U.S. school shootings a “tsunami” this term

February 7, 2022 - 17:36

TEHRAN- In another major sign of the gun violence crisis in the United States, new research shows school campuses have been the site of 141 shootings so far during the 2021-22 school year; more than at any point in the previous decade.

The figure has been compiled by Everytown for Gun Safety, with experts saying there are signs emerging that the stresses and challenges of the pandemic are worsening gun violence in American schools.

Critics say the blame rests with the administrations of former U.S. President Donald Trump and his successor Joe Biden, both of whom have failed to handle the pandemic leading America to become the worst country in the world in terms of covid deaths and infection cases.

Many experts and advocates say the U.S. was simply built on a culture of gun violence and it was inevitable the gun epidemic in America would reach such levels and beyond in schools.

This is while researchers who are studying gun violence in American schools are deeply concerned by what they describe as a phenomenon that will only get worse.

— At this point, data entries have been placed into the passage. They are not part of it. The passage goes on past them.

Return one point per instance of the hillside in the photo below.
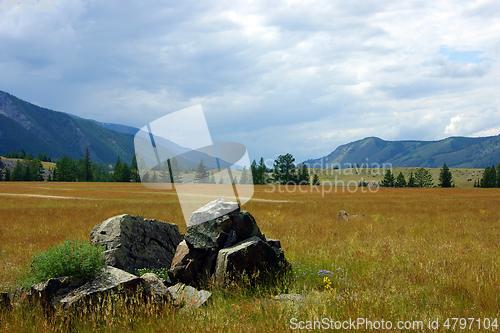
(456, 152)
(39, 130)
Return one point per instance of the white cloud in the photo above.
(284, 76)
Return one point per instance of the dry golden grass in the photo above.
(418, 254)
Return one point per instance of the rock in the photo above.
(250, 255)
(4, 301)
(155, 287)
(49, 293)
(110, 279)
(213, 210)
(345, 217)
(134, 243)
(190, 265)
(184, 295)
(197, 257)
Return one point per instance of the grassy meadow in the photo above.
(417, 255)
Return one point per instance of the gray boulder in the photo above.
(249, 256)
(155, 288)
(133, 242)
(110, 279)
(4, 301)
(213, 210)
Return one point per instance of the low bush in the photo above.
(71, 258)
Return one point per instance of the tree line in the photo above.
(66, 169)
(490, 179)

A week ago in Beloit, Wisconsin a 19-year-old former student was shot and killed after a high school basketball game and on Monday, a shooting outside Chaparral High School

in Las Vegas left three teens hospitalized.

On Tuesday, five teenage girls were shot and injured outside Rufus King High School in Milwaukee. Also Tuesday, a student was killed and another shot outside the South Education Center in Minneapolis, the only one of these cases in which suspects were arrested. Two students from the school have been charged.

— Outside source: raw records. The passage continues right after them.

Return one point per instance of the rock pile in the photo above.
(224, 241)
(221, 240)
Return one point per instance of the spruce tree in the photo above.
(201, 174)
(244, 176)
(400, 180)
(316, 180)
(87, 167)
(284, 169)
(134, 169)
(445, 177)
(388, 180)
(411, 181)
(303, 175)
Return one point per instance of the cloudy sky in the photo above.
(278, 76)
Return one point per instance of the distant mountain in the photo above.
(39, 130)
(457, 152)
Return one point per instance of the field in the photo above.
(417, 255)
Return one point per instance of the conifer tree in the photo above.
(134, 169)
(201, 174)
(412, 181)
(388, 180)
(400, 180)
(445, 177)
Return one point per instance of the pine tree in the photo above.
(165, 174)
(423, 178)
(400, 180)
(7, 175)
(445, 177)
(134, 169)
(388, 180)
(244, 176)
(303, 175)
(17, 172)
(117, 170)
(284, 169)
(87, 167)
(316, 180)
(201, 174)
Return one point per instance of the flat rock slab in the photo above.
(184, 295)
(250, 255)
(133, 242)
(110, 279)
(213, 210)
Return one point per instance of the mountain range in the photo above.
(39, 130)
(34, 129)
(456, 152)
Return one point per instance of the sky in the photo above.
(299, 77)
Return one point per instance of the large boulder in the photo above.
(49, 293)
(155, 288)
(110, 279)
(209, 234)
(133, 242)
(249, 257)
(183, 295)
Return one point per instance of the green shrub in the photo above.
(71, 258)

But the pandemic isn’t the only reason for the increase in school shootings.

Problems that predated the pandemic such as inequality, inadequate resources and easy access to guns among other issues are said to have grown worse.

COVID-19 has introduced new challenges for authorities to deal with. according to recent surveys by the National Education Association. These include matters like the level of stress being created in American schools that half of teachers say they want to quit or retire early.

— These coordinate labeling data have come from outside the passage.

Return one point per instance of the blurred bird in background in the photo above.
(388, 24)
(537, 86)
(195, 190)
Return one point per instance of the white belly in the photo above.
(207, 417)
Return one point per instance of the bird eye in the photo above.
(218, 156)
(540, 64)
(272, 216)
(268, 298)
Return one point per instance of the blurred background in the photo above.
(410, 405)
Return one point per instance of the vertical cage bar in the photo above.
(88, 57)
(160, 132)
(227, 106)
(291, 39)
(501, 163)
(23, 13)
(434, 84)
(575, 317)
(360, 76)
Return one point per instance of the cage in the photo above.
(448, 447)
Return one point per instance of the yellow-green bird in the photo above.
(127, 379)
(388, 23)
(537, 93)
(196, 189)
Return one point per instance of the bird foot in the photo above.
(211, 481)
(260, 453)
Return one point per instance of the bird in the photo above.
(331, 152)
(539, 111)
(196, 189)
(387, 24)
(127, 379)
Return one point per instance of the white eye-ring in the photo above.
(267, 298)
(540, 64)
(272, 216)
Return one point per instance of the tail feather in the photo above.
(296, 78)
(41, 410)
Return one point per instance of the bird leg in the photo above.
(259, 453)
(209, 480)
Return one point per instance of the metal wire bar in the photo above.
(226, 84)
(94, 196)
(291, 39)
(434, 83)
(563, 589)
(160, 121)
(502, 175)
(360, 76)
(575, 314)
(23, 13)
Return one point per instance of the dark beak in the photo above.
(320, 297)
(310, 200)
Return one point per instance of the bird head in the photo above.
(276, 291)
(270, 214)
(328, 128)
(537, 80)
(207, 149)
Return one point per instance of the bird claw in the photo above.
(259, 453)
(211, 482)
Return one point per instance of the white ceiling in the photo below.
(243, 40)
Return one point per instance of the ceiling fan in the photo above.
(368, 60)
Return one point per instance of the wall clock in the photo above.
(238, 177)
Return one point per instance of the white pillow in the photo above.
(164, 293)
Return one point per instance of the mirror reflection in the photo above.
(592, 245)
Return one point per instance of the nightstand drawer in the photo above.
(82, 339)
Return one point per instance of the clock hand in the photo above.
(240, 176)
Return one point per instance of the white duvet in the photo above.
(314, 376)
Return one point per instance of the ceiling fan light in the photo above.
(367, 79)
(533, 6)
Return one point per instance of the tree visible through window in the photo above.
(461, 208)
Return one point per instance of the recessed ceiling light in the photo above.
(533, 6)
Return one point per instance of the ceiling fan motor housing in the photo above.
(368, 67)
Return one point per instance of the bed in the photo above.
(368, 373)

There are fear that there are now and will continue to be fewer adults connected to students who can see warning signs that a child may be heading toward deadly behavior.

Ron Astor, a school violence expert at the University of California, Los Angeles believes "kids are walking into a system that has been massively weakened, we're going to see a variety of different forms of gun violence and violence in general. We're in a situation where things are going to get worse."

Astor argues there are scores of different factors behind the violence, among which he cites the pandemic along with increases in overall community violence and breakdowns in family structures.

He says all these issues have created a "tsunami of mental health needs" in schools. And the problems are reaching the top of the hill as teachers and administrators are ill-equipped by the authorities to deal with the challenges because of burnout, lack of staff, and illness.

Analysts say successive administrations have failed to address these issues that should have been a priority because they deal with the heart of the problems in the community, especially considering the issues are one of lethal nature.

Astor says the problem is not necessarily too little funding, but also the missing human capital such as teachers, specialists, and staff who could help tackle the crisis of gun violence.

Other experts have cited another key factor in gun violence at schools as being the erratic schedules of parents during the pandemic. With rising unemployment and inequality rates there has been less oversight and less predictable routines for kids, making it even more difficult for parents, teachers, and others to see warning signs.

Many experts blame the easy access and availability of guns as another major factor. The past year has seen consistent monthly record firearm sales. Experts say far too many of those guns are not even properly secured in homes, allowing students access to firearms.

Advocates of gun control are calling on authorities to take immediate measures to tackle the school epidemic but many believe little action will be seen.

Meanwhile, in yet another worrying sign of gun violence, research by The Violence Project has shed new light on the upward trend of mass shootings in the U.S., finding that the number of Americans dying from mass shooters is on the rise.

The Violence Project examined 172 mass shootings which it defines as shooters killing four or more people - dating back more than 50 years.

It found that of all the mass shootings that took place between 1966 and 2019, more than half took place since 2000, with 20% of them occurring between 2010 and 2019. In the last five years of the study period, an average of 51 people died from mass shootings per year, compared with only eight people in the 1970s.

Amy Solomon, the Principal Deputy Assistant Attorney General for the Office of Justice Programs says "this study, one of the most extensive assessments of mass violence to date, reveals a deeply unsettling trend: more Americans are dying at the hands of mass shooters than at any point in recent history”.

Researchers analyzed data on mass shootings using a publicly-available database, which draws from open source material such as news reports and social media.